From a Catholic Website:
"....numerous statements and programs from the Vatican demonstrate the expression of excessive anger at St. John Paul II’s remarkable legacy and prophetic writings. The new light shed upon Our Lord’s plan for marriage and sexuality, so badly needed in our time, has been very beneficial to Catholic youth, marriages, families, educators as well as the priesthood and the episcopacy over the past 35 years. It has begun to have a noticeable and constructive effect upon marriage preparation and the priestly vocation. Attempts at undermining St. John Paul II’s legacy are, therefore, almost inexplicable" (my emphasis).
"As we follow the continuous succession of ambiguous statements from the Vatican, it’s troubling to see the obvious anger expressed toward St. John Paul II and his teaching. This anger is not expressed in a clear and direct manner, but rather in an anger of the passive-aggressive type, i.e., anger expressed in a covert or masked way. This anger has been manifested primarily by ignoring his work, much as a spouse expresses anger in marriage by the silent treatment."
Now, for the legacy of Pope St. JPII the Great's teachings on marriage and the family:
According to research by the Barna Group, Catholics had one of the lowest incidences of divorce, with 28 percent having been divorced out of 875 interviewed. The Gospel Coalition noted that there is a somewhat significant difference between those who are actively practicing Catholics and those who consider themselves nominally Catholic. (No surprise here, given JPII's legacy-italics mine) The coalition found that nominal Catholics are five percent less likely to divorce than non-religious persons, while Catholics who are actively practicing in their parishes are 31 percent less likely to get divorced than non-religious persons.
But I must take issue with the following: "Attempts at undermining St.
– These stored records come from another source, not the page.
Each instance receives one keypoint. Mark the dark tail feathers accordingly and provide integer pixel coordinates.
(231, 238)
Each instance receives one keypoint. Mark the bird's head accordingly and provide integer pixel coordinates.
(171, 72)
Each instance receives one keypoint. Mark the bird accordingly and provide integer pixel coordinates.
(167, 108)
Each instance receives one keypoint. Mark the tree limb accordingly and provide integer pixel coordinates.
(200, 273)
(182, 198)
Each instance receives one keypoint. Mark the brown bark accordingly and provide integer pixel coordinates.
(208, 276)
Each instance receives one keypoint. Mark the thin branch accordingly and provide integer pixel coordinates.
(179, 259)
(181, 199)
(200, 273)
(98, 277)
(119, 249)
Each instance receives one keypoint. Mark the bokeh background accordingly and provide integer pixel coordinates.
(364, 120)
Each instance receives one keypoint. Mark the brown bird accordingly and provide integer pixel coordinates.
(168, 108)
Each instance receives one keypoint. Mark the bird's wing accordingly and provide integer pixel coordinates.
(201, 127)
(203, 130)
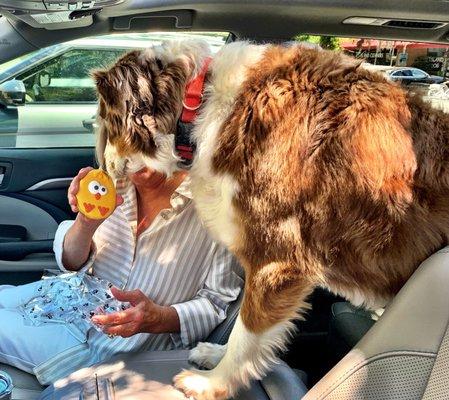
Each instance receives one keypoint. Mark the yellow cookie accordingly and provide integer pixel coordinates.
(96, 196)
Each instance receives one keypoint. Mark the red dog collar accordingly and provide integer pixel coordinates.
(192, 102)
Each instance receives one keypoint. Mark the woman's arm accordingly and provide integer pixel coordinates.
(144, 316)
(190, 321)
(77, 242)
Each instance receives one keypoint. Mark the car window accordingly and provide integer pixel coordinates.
(418, 73)
(66, 78)
(52, 97)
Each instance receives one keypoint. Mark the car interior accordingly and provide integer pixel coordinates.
(338, 351)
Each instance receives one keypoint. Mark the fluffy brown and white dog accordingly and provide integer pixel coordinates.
(311, 169)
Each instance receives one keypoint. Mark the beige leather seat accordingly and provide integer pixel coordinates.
(404, 356)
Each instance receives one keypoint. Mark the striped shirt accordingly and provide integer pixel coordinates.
(174, 262)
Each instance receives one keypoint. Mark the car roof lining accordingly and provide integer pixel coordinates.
(255, 20)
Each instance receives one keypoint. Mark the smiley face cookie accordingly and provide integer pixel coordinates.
(96, 196)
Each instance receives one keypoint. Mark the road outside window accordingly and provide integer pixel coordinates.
(48, 99)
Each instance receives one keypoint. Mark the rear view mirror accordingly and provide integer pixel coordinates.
(12, 93)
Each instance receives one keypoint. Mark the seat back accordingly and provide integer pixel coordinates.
(406, 353)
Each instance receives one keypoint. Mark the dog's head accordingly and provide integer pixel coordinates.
(140, 101)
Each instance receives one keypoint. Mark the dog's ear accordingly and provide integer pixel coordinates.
(105, 87)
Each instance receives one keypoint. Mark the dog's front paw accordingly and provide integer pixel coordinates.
(198, 385)
(207, 355)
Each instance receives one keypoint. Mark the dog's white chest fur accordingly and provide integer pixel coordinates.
(213, 194)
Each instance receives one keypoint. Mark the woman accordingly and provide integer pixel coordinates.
(159, 258)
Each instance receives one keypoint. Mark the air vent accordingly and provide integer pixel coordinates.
(395, 23)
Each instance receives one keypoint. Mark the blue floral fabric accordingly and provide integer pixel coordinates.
(72, 299)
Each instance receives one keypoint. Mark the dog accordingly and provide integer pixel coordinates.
(312, 170)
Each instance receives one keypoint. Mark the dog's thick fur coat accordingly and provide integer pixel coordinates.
(311, 169)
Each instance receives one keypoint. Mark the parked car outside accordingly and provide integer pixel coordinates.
(407, 75)
(51, 95)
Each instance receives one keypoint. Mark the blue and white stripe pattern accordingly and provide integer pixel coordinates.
(174, 262)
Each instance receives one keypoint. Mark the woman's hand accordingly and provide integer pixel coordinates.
(71, 196)
(144, 316)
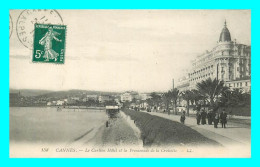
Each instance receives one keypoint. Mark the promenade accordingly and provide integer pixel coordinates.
(234, 134)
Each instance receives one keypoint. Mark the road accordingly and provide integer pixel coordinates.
(234, 135)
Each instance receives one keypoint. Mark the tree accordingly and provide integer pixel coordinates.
(167, 100)
(174, 97)
(188, 97)
(155, 99)
(211, 89)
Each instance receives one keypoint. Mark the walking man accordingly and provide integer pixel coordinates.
(203, 117)
(209, 116)
(223, 118)
(198, 117)
(216, 120)
(182, 119)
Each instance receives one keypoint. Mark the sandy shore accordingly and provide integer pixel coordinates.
(118, 133)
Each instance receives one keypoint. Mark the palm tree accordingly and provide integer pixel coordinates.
(211, 89)
(174, 97)
(155, 99)
(167, 100)
(188, 97)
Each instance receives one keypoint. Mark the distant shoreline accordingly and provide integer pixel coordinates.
(67, 107)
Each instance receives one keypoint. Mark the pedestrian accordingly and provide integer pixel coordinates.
(203, 117)
(209, 116)
(182, 119)
(216, 120)
(198, 117)
(223, 118)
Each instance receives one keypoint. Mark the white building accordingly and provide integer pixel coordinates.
(126, 97)
(228, 61)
John Paul II’s legacy are, therefore, almost inexplicable." No, there is an explanation, offered by Pope Blessed Paul VI:
"We have the impression that through some cracks in the wall the smoke of Satan has entered the temple of God: it is doubt, uncertainty, questioning, dissatisfaction, confrontation. And how did this come about? We will confide to you the thought that may be, we ourselves admit in free discussion, that may be unfounded, and that is that there has been a power, an adversary power. Let us call him by his name: the devil..... Don't be surprised at Our answer and don't write it off as simplistic or even superstitious: one of the Church's greatest needs is to be defended against the evil we call the Devil..... This matter of the Devil and of the influence he can exert on individuals as well as on communities, entire societies or events, is a very important chapter of Catholic doctrine which should be studied again, although it is given little attention today."
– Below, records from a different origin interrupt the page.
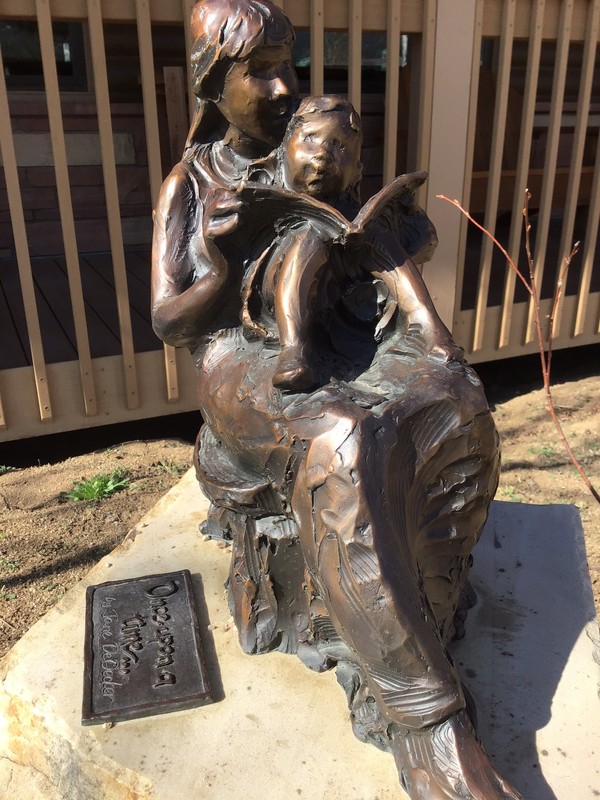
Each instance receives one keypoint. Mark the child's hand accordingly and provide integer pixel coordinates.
(221, 213)
(447, 351)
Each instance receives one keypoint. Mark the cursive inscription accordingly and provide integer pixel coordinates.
(131, 641)
(163, 636)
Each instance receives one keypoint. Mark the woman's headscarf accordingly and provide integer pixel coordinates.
(225, 31)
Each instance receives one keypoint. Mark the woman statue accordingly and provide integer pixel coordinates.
(353, 504)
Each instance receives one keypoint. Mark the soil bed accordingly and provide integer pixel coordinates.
(47, 542)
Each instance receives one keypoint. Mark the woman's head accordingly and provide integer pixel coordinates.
(241, 60)
(321, 148)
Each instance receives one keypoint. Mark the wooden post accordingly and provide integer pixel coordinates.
(455, 82)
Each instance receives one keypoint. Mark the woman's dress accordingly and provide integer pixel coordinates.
(352, 508)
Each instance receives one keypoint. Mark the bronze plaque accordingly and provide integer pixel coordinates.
(143, 653)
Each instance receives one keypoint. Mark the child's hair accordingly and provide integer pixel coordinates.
(316, 106)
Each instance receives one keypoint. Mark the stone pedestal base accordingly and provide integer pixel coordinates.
(279, 731)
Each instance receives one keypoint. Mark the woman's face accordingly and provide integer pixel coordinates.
(259, 94)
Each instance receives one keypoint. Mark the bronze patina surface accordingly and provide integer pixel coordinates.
(347, 449)
(143, 653)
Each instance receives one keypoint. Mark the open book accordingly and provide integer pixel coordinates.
(393, 206)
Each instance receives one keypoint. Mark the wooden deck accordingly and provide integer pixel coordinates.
(54, 308)
(56, 320)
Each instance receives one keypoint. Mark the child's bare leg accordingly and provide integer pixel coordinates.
(293, 311)
(407, 287)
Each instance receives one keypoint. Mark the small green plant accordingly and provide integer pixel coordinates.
(510, 493)
(166, 465)
(98, 487)
(545, 450)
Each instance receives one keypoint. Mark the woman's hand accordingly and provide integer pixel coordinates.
(221, 213)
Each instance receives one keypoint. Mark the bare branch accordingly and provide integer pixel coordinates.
(545, 348)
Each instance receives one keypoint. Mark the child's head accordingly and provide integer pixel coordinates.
(321, 149)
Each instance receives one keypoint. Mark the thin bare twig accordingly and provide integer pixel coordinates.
(6, 622)
(545, 348)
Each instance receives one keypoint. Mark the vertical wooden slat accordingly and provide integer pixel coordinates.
(427, 61)
(15, 205)
(589, 251)
(177, 123)
(554, 126)
(523, 158)
(317, 47)
(583, 113)
(153, 146)
(355, 54)
(495, 171)
(65, 205)
(469, 152)
(186, 7)
(454, 117)
(392, 87)
(109, 172)
(3, 425)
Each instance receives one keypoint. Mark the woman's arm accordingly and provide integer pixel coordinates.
(189, 273)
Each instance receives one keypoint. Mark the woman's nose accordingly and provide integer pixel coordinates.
(285, 86)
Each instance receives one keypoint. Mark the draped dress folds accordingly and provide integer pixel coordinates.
(352, 508)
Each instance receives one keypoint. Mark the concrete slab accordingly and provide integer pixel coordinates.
(280, 731)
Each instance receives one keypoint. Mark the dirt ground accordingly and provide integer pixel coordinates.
(47, 542)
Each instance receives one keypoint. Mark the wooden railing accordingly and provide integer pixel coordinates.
(474, 131)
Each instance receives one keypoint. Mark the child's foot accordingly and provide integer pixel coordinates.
(447, 762)
(293, 371)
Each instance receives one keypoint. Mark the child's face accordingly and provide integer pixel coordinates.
(322, 156)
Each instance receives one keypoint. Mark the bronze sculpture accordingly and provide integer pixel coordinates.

As we know, Our Lord when he commissioned Peter “the rock” upon which He would build his Church, also said that the gates of Hell would not prevail against it. He never said Hell would not try to prevail. In St. John’s gospel, Jesus calls Satan “ruler of this world,” teaching that the salvation he would bring us as God’s gift involved the destruction of Satan’s power in this world. Just before His passion, Jesus told the apostles that an eternal fire awaited Satan and his angels. Sacred Scripture teaches that The Prince of Darkness will be allowed by God to test us for a time, but in the end will be “thrown into the lake of fire and sulphur where the beast and the false prophet were, and they will be tormented day and night for ever and ever.” Thus, in Catholic teaching, the reality of spiritual warfare, though often dismissed, is something the Church Militant here on earth must be prepared for. It is in this light that we must view the questioning, dissatisfaction and eventual confrontation that stem from the continuous succession of ambiguous statements from the Vatican, it’s troubling to see the obvious anger expressed toward St. John Paul II and his teaching.
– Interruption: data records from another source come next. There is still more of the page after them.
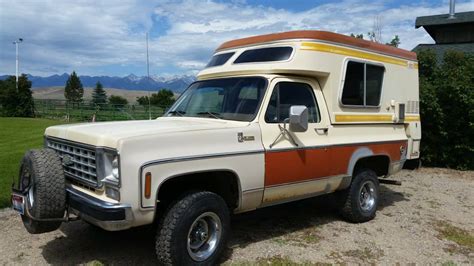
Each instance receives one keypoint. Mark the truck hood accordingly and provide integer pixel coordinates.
(108, 134)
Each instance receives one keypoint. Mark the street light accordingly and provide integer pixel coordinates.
(16, 44)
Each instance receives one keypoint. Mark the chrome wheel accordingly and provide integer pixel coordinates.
(26, 182)
(367, 196)
(204, 236)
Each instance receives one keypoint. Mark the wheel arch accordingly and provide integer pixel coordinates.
(366, 158)
(379, 163)
(224, 182)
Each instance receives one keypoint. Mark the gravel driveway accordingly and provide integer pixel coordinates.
(429, 219)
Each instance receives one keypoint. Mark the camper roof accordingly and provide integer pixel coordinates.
(321, 36)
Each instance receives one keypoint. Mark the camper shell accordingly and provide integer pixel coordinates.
(324, 57)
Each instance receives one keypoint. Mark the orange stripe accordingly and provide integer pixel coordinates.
(283, 167)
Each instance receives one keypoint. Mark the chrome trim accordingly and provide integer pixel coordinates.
(115, 225)
(99, 151)
(334, 145)
(257, 47)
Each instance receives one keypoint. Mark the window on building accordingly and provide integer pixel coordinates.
(362, 84)
(287, 94)
(264, 55)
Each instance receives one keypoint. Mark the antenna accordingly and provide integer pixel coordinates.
(148, 75)
(452, 4)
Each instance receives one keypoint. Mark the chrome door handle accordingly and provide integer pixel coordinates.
(324, 129)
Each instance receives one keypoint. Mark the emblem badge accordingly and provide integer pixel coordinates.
(242, 138)
(67, 160)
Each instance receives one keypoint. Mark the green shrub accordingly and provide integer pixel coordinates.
(447, 113)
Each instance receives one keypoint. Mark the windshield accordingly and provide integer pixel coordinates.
(227, 98)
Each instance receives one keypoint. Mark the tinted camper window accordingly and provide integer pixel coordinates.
(287, 94)
(264, 55)
(219, 59)
(362, 84)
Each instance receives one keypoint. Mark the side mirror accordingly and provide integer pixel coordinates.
(298, 118)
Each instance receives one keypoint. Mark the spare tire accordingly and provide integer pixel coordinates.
(42, 179)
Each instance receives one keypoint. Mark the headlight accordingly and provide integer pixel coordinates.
(115, 168)
(110, 168)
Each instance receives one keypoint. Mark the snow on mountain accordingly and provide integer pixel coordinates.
(176, 83)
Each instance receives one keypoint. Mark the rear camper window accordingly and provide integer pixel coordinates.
(362, 84)
(264, 55)
(219, 59)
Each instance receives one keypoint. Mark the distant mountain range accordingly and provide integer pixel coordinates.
(175, 83)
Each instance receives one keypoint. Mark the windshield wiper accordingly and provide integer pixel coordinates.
(213, 114)
(180, 113)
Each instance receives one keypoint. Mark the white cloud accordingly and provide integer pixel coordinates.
(85, 35)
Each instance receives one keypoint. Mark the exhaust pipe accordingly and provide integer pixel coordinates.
(452, 4)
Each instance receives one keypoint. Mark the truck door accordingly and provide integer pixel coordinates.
(296, 163)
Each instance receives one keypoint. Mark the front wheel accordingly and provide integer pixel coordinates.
(194, 230)
(359, 202)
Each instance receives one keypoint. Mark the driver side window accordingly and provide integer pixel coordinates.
(287, 94)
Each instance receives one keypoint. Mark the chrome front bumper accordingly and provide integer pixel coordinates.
(109, 216)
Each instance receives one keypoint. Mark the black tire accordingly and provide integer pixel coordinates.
(353, 206)
(172, 240)
(42, 177)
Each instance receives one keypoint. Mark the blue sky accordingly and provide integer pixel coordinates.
(107, 37)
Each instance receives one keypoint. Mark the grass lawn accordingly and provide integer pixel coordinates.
(17, 135)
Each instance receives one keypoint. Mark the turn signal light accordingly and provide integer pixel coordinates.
(148, 185)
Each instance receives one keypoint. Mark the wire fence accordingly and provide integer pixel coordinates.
(88, 111)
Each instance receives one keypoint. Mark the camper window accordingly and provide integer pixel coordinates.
(264, 55)
(287, 94)
(362, 84)
(219, 59)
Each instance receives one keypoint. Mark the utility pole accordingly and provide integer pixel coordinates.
(17, 63)
(148, 75)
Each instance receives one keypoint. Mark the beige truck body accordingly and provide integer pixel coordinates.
(268, 168)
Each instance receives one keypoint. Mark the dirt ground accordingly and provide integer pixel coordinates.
(429, 219)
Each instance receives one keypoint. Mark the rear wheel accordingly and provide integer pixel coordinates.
(42, 178)
(194, 230)
(359, 202)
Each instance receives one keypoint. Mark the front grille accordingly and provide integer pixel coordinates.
(79, 162)
(413, 107)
I suggest that whenever one feels that certain events seem inexplicable, remember that although Satan may act in the world out of hatred for God and his kingdom in Christ Jesus, and although his action may cause grave injuries - of a spiritual nature and, indirectly, even of a physical nature- to each man and to society, the action is permitted by divine providence which with strength and gentleness guides human and cosmic history. It is a great mystery that providence should permit diabolical activity, but "we know that in everything God works for good with those who love him." (Rom 8:28.)